Researchers at University College London in the United Kingdom plan to use the system to study epilepsy in children, replacing the EEG, which can involve the highly invasive procedure of attaching electrodes to the brain. In the future, the high sensitivity and high space and time resolution of OPM magnetometers could be used to investigate a wide range of disorders including dementia and Parkinson disease, says Matt Brookes, who leads the University of Nottingham project. He also thinks that the technology could enable researchers to trace brain development through childhood. “What fundamentally changes before and after we can walk, talk, read?” says Brookes. “This is a huge scientific question that you can’t address with existing technology.” Children are difficult to scan because their heads are small and because they move around a lot (see Inner Workings: Sitting still, for science, https://www.pnas.org/content/113/8/1960), but both of those problems are solved by a wearable scanner.

How Quantum?

In Copenhagen, a group led by Eugene Polzik has moved magnetometers to the next quantum level.
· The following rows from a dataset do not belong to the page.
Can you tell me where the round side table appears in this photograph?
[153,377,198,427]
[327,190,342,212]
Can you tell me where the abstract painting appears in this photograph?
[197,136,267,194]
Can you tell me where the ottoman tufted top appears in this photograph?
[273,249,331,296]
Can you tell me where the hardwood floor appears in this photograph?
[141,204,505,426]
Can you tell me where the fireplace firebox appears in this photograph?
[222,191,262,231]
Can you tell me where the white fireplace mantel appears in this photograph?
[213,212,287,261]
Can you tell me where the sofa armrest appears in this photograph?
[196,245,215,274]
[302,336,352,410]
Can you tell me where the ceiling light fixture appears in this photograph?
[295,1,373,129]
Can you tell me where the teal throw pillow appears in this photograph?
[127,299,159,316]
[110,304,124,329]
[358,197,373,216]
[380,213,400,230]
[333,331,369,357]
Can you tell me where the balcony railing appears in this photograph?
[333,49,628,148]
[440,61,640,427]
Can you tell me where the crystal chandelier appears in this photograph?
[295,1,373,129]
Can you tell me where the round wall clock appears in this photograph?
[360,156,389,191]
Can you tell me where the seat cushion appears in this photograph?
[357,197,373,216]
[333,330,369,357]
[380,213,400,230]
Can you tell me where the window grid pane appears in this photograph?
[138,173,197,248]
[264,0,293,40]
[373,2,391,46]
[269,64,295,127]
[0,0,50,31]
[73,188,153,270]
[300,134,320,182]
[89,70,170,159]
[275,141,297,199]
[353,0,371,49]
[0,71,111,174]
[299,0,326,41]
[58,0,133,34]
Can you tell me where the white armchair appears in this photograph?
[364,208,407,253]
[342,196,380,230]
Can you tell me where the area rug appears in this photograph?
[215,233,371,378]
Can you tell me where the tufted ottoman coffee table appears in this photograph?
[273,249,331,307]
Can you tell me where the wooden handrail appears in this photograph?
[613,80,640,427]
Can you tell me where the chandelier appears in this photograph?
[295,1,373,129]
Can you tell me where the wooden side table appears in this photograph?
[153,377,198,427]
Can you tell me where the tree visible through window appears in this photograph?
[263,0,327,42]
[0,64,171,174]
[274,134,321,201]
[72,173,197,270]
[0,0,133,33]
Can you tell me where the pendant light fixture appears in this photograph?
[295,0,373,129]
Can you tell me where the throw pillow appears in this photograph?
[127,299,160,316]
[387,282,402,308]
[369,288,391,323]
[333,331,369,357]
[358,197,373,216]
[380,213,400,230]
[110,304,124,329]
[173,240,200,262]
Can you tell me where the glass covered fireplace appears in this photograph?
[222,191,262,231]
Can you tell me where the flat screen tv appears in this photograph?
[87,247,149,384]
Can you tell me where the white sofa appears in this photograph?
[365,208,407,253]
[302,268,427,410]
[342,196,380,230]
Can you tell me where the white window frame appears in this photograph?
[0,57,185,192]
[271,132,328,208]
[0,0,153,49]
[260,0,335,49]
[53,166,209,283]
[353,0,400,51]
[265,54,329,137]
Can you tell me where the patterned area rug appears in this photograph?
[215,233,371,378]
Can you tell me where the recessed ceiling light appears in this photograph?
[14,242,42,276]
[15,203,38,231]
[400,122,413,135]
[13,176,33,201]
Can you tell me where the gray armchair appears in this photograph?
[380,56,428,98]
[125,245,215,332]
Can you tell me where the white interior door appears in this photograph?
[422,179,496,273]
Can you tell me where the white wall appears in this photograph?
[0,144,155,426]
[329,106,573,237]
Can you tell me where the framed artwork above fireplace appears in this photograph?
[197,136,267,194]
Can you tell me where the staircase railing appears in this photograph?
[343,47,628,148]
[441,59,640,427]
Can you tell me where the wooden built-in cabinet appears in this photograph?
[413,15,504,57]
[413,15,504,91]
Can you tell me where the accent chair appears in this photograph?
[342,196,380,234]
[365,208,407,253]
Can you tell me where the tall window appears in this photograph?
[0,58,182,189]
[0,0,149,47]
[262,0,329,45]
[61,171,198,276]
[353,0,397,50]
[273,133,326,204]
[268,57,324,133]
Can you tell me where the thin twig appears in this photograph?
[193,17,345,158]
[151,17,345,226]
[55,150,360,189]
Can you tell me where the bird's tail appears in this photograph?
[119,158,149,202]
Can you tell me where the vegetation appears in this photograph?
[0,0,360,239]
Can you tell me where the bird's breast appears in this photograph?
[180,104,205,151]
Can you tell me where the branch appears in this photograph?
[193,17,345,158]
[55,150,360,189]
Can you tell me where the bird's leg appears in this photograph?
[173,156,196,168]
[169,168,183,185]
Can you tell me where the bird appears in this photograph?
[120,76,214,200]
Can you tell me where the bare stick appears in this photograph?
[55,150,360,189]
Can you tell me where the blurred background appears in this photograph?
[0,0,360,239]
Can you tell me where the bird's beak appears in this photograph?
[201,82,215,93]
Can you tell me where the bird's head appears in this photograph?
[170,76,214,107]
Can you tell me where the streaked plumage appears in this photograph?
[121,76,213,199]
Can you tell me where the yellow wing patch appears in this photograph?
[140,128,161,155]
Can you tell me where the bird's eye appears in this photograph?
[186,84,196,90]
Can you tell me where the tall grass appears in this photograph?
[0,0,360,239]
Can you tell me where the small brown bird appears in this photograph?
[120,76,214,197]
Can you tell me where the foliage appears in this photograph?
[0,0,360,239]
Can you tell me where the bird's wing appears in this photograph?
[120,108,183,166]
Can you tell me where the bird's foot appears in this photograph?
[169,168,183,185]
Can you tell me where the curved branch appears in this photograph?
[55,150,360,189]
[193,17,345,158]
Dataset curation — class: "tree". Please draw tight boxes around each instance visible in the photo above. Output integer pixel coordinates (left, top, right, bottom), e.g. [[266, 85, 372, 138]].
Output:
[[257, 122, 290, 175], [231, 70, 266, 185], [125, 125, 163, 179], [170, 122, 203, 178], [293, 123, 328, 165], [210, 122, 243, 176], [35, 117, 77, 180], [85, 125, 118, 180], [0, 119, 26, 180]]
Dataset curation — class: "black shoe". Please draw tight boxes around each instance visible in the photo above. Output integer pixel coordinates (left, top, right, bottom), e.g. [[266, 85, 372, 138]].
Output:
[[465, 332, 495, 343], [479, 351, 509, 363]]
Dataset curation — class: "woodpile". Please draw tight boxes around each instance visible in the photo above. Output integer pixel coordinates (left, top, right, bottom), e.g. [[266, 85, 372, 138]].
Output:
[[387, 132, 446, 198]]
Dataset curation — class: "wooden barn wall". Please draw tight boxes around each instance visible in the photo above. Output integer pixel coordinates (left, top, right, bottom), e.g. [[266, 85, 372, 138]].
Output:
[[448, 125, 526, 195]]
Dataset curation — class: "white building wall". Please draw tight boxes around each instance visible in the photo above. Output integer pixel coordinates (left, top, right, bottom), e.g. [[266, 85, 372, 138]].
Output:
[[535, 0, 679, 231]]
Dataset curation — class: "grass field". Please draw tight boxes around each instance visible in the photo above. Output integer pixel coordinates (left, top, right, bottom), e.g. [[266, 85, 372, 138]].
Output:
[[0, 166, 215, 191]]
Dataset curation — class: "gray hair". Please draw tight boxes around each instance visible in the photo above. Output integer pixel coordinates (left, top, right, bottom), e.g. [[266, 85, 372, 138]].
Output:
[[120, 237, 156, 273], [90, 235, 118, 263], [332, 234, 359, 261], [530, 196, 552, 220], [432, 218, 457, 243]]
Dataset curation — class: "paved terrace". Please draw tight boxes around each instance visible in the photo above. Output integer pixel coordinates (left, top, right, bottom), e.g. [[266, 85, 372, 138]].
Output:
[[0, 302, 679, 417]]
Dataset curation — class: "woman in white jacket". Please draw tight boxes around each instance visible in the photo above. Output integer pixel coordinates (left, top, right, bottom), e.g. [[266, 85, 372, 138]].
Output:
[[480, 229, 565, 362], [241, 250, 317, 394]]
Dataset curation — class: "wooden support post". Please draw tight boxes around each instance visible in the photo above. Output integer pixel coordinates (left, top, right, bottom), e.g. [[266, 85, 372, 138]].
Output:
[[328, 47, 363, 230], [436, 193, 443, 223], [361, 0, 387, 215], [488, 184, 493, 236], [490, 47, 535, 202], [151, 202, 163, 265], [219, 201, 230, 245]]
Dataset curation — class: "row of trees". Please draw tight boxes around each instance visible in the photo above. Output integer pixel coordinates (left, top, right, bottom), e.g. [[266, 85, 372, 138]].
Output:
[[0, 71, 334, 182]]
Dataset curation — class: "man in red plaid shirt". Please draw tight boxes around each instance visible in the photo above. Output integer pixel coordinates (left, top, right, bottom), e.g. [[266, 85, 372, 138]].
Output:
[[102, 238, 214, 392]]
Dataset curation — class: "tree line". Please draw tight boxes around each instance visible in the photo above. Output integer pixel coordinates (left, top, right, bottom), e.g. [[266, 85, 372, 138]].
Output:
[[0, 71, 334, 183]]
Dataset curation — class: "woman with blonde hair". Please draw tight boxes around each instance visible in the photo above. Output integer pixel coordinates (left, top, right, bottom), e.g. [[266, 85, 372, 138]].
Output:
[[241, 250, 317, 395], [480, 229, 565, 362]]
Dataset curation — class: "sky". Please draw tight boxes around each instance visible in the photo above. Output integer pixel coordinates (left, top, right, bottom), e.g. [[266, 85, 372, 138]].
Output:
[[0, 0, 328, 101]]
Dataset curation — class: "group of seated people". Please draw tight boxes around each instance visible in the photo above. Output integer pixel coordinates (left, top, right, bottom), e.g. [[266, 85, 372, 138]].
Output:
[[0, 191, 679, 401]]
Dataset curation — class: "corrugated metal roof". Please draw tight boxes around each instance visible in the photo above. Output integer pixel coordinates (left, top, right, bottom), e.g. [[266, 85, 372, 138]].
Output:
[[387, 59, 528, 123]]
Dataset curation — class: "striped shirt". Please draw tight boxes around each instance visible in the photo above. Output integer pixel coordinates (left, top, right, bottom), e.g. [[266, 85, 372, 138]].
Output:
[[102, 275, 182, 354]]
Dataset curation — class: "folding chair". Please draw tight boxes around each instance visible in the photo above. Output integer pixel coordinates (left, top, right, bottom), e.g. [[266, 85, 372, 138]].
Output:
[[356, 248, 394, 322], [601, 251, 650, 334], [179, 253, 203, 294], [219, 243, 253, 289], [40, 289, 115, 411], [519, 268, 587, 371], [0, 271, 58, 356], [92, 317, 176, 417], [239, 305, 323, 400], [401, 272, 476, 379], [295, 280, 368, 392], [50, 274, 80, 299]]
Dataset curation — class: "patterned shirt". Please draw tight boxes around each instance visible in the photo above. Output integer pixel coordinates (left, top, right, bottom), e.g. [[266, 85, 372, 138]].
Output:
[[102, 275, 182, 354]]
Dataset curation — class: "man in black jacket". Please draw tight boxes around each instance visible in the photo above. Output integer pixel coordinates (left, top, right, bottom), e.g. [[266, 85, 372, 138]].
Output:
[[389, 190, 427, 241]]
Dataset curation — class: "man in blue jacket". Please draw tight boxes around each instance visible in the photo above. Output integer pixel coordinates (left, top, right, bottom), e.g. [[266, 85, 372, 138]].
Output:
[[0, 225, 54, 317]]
A laser entangles groups of atoms, putting them into a shared quantum state in which their spins are strongly correlated (4). This correlation can be used to reduce the random jitter that is normally present in quantum states. The practical upshot is to cut noise, making the magnetometer even more sensitive and able to monitor activity deeper within the body, for example, in the brain’s hippocampus. The electrical signals that regulate heartbeats also generate magnetic fields, which can be picked up by an entangled magnetometer (5). “I hope to measure fetal heartbeat, which is rarely done by doctors because of the difficulty of access,” says, Kasper Jensen, who recently moved from Polzik’s group to the University of Nottingham.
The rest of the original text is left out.